The Austrian designer partnered with Julia Kaisinger and Utrecht University to develop a system that cultivates edible plastic-digesting fungi. That’s right, you can eat mushrooms that eat plastic. In 2012, researchers at Yale University discovered a variety of mushroom (Pestalotiopsis microspora) that is capable of breaking down polyurethane. It kicked off a craze of research exploring how various forms of fungi can degrade plastic without retaining the toxicity of the material. The findings got Unger thinking: What if we could turn an environmental problem (waste) into an environmental solution (food)?
We last wrote about Unger when she was turning fly larvae into edible treats. With the Fungi Mutarium, Unger is shooting for a similar goal: recasting what might be considered an unseemly material as a new form of sustainable food production. You can think of the Fungi Mutarium as the tool to make that happen.
 Unger’s set-up for growing fungi. Katharina Unger
The tabletop set-up is a mini-factory for cultivating the mycelium (roots) of two fungi strains—Schizophyllum commune and Pleurotus ostreatus, both commonly consumed mushrooms that just so happen to have a voracious appetite for plastic. To convert the plastic into edible product, it’s first placed in an activation chamber where UV light sterilizes the material and begins the degradation process. The plastic is then placed in the growth sphere where it sits in an egg-shaped pod made from agar (a gelatinous material used to culture samples). These pods are called FUs. The diluted mycelium is added to the FUs and slowly begins to consume the plastic, growing into a fluffy, mushroom-like substance. At this point it takes a couple of months for the mycelium culture to consume biodegradable plastic, but researchers are working on accelerating the process for both biodegradable and nonbiodegradable varieties by optimizing growth conditions.
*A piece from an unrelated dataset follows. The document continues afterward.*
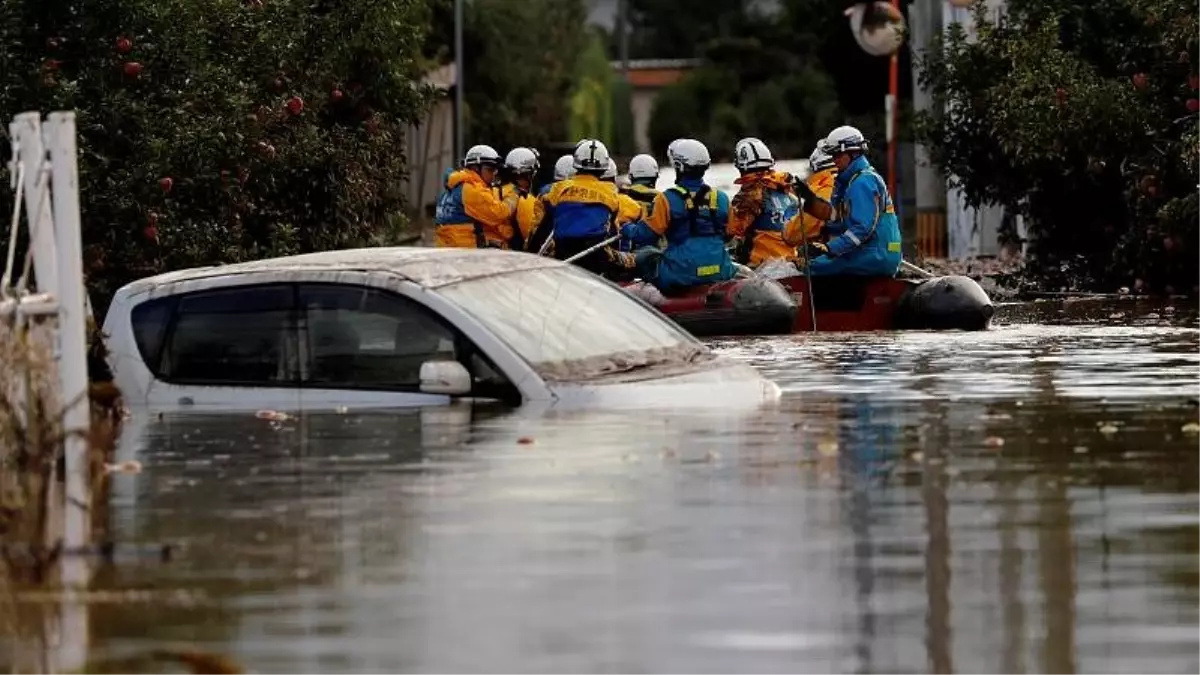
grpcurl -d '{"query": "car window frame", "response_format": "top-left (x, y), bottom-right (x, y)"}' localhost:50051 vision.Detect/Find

It’s a bizarre process, but the end product looks surprisingly like something you might want to consume. You could almost think of the puffy mushroom material as a bread bowl for the the agar (the jelly substance can take on whatever flavor you choose). Unger and Kaisinger came up with conceptual recipes—think a mango-carrot FU or a chocolate FU filled with yogurt—and a set of utensils to eat them with.
It’s important to note that while based in real science, Unger’s Fungi Mutarium is still somewhat speculative. Though Unger herself has eaten the fungi (“It’s quite neutral tasting,” she says), there’s still much research that needs to be done to ensure it’s totally safe for consumption. Regardless, it’s a provocative vision for this scientific research, which might otherwise stay siloed in the laboratory, out of reach of people who can give it real-world purpose. As Unger rightly puts it: “It was nice coming in as a designer and saying, this is really amazing research, but what can we actually do with it?”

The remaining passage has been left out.